In the face of mounting international pressure to quit Lebanon, senior Syrian officials pointed to instances in which their government has been helpful in combating terrorism and promised still more. But protesters were back en masse in Lebanon's capital Tuesday, vowing to keep up their daily demonstrations until the thousands of Syrian troops leave. Meanwhile, at a conference in London, Secretary of State Condoleezza Rice and French Foreign Minister Michel Barnier said the Lebanese "want to be masters of their own state" and that "it is very clear" that Syrian interference in Lebanon must end.

With the pro-Syrian government of Prime Minister Omar Karami resigning Monday, the protesters in Beirut shifted their focus to demand that President Emile Lahoud do the same. Opposition leaders are expected to call Wednesday for the resignations of government security chiefs as well, plus a new government of persons not already running in the general election in May.

Palestinian Authority President Mahmoud Abbas renewed a commitment to end terrorist violence by reforming his security forces. But the difficulty in achieving that goal was underscored in the West Bank, where angry militants tried to force his interior minister to cut short a visit to Jenin and leave immediately. Earlier, a car bomb was discovered near Israeli targets there and was detonated under controlled conditions.

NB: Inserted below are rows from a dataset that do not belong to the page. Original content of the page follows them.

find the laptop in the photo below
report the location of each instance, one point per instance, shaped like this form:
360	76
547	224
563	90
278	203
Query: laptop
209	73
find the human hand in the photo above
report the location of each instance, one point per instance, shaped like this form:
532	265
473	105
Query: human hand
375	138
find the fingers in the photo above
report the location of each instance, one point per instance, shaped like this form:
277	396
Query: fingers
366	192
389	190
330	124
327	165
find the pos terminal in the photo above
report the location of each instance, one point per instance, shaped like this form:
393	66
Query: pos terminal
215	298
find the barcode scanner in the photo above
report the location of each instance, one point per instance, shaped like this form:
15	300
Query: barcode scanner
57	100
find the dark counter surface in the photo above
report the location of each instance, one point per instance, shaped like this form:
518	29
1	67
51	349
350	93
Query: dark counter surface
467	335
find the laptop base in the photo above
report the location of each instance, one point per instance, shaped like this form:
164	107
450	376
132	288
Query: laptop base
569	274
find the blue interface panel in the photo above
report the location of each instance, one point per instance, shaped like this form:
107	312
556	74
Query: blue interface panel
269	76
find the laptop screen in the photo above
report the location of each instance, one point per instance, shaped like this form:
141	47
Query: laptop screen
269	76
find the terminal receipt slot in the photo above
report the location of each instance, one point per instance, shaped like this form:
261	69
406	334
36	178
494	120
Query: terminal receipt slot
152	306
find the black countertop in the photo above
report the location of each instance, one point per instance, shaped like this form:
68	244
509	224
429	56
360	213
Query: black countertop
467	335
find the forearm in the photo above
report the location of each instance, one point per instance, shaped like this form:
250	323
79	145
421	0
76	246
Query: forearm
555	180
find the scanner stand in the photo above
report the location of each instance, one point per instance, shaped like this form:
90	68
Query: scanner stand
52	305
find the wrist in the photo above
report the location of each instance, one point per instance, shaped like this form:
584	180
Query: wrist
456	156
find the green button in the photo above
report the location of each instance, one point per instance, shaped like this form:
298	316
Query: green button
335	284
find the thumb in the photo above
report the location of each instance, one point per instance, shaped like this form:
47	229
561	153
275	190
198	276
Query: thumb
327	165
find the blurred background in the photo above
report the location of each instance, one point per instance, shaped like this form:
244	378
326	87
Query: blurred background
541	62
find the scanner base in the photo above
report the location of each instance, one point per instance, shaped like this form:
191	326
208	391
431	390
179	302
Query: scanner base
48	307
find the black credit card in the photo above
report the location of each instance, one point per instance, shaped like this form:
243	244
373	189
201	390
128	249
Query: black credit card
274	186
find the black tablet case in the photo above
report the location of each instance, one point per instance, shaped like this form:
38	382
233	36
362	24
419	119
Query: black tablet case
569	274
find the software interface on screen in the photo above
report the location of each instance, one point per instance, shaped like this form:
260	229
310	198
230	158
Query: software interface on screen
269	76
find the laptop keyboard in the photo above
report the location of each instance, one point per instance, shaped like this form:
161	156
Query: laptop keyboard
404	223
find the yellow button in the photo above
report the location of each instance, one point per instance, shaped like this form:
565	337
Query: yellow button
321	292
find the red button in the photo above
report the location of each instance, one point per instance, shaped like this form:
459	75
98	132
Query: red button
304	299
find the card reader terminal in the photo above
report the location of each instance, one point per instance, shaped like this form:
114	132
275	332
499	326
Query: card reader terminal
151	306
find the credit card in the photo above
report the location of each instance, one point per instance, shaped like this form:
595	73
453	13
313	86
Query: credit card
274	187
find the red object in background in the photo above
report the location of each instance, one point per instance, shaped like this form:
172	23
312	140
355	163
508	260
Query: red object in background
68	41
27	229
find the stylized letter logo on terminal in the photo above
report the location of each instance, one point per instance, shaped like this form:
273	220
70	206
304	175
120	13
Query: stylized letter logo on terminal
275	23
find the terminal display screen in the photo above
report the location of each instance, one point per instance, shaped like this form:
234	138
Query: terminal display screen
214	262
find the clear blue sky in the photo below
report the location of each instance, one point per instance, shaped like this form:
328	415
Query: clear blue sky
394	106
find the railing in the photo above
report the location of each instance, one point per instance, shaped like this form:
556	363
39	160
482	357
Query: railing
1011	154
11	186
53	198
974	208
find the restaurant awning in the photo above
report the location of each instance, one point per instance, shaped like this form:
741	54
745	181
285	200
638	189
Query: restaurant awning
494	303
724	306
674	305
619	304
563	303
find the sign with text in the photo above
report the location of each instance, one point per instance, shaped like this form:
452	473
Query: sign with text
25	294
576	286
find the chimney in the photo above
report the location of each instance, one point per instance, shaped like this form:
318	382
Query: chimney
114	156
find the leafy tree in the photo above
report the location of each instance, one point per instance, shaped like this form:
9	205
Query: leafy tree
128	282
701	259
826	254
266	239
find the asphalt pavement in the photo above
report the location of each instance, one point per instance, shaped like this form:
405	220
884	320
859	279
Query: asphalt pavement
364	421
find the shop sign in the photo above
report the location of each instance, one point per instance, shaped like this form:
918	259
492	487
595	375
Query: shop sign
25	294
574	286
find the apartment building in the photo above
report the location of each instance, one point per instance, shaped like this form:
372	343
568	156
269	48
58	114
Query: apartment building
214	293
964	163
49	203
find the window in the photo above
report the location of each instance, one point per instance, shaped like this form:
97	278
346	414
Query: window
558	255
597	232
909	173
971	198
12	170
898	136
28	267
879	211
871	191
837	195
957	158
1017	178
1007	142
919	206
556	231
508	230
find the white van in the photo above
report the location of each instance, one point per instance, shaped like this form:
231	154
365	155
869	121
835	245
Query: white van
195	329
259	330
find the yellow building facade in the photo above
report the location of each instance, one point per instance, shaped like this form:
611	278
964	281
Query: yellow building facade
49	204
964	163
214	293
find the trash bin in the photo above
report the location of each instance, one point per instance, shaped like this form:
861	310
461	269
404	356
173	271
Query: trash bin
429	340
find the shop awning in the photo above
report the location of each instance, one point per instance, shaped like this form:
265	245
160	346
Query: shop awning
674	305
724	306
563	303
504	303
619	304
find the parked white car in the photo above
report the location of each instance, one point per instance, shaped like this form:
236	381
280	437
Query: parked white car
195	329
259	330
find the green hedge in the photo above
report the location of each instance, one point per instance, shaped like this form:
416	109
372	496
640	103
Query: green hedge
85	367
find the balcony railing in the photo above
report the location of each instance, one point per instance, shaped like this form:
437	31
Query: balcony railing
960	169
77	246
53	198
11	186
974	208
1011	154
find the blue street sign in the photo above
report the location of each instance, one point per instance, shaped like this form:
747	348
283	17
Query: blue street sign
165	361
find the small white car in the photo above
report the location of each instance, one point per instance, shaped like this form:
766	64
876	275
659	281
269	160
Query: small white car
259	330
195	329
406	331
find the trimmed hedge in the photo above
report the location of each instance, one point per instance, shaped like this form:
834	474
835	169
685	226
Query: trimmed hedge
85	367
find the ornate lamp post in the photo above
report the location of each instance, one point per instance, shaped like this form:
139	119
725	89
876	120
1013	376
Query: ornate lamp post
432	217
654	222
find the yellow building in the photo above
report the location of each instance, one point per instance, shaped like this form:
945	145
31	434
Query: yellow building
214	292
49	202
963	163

Immigration officers in Malaysia began the roundup of illegal aliens threatened by the government. At least 131 people were arrested within hours after an amnesty ended Monday. As many as 400,000 immigrants accepted the amnesty and returned home - most of them to neighboring Indonesia - with the pledge that they may return if they obtain the identity documents required by authorities. Those caught staying behind forfeit that opportunity.

In a massive turnout, voters in Burundi OK'd a new Constitution that guarantees majority rule while respecting minority rights. Ninety percent of registered voters participated, elections officials said, and 91 percent said "yes" to reversing the current situation, in which Tutsis have dominated since independence in 1962. They and the Hutu majority have fought a civil war for the past 11 years.